Mara Properties Ltd. (Appellant) v. Her Majesty the Queen (Respondent)

96 DTC 6309
Supreme Court of Canada
May 21, 1996

(Court File No. 24684.)

Deductions — Business losses — Corporate taxpayer a real estate developer realizing a loss on its disposition of land acquired from its subsidiary on the winding-up thereof — Whether such land forming part of taxpayer’s trading inventory — Whether taxpayer entitled to compute loss on disposition of land using actual cost thereof to its subsidiary — Income Tax Act, R.S.C. 1985, Chapter 1 (5th Supp.), ss. 9(1), 18(1)(a), 88(1)(a), 88(1)(c); 88(1.1)(e) and 245(1).
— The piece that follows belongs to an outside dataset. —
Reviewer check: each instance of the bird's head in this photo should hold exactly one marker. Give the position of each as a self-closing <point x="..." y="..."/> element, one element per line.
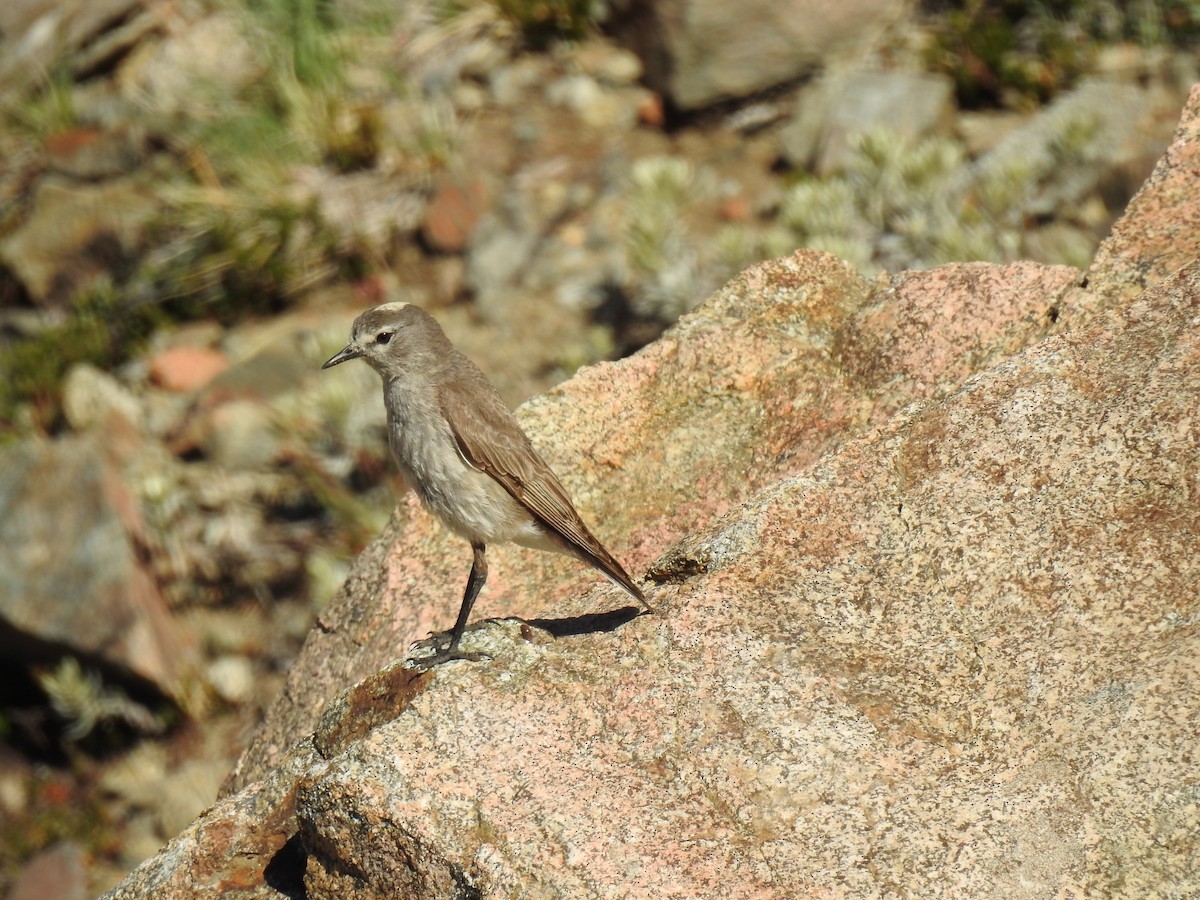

In its 1982 tax return, the corporate taxpayer, a real estate developer, reported a loss arising from the sale of land (“the land”) which it had acquired from one of its subsidiaries, F Ltd., upon the winding-up of the latter. In computing this loss, the taxpayer had deducted from its proceeds of disposition of the land the deemed cost thereof under paragraph 88(1)(a)(iii) of the Act. This figure was the actual cost of the land to F Ltd., which was also a real estate development company. In allowing the taxpayer’s appeal from the Minister’s disallowance of its loss claim, the Tax Court of Canada found that subsection 88(1) of the Act expressly applied, notwithstanding any other provision of the Act (93 DTC 1449). In the Tax Court’s view, therefore, subsection 9(1) and paragraph 18(1)(a) of the Act did not preclude the taxpayer from computing the loss in issue as it had. In addition, the Tax Court found that, although the transaction was tax-driven, there was no sham involved, so that the “artificial reduction” rules of section 245 of the Act (as they were then worded) were also inapplicable. The Crown’s appeal to the Federal Court of Appeal (McDonald, J.A. dissenting) was allowed (95 DTC 5168). That Court found that the land had not become part of the taxpayer’s inventory, so that the resulting loss on the taxpayer’s disposition thereof was not a deductible business loss. The taxpayer appealed to the Supreme Court of Canada.

Held: The taxpayer’s appeal was allowed. The conclusions reached by the Tax Court and by McDonald, J.A. of the Federal Court of Appeal were the correct ones. The land retained its character as inventory in the taxpayer’s hands. The judgment of the Tax Court was restored accordingly.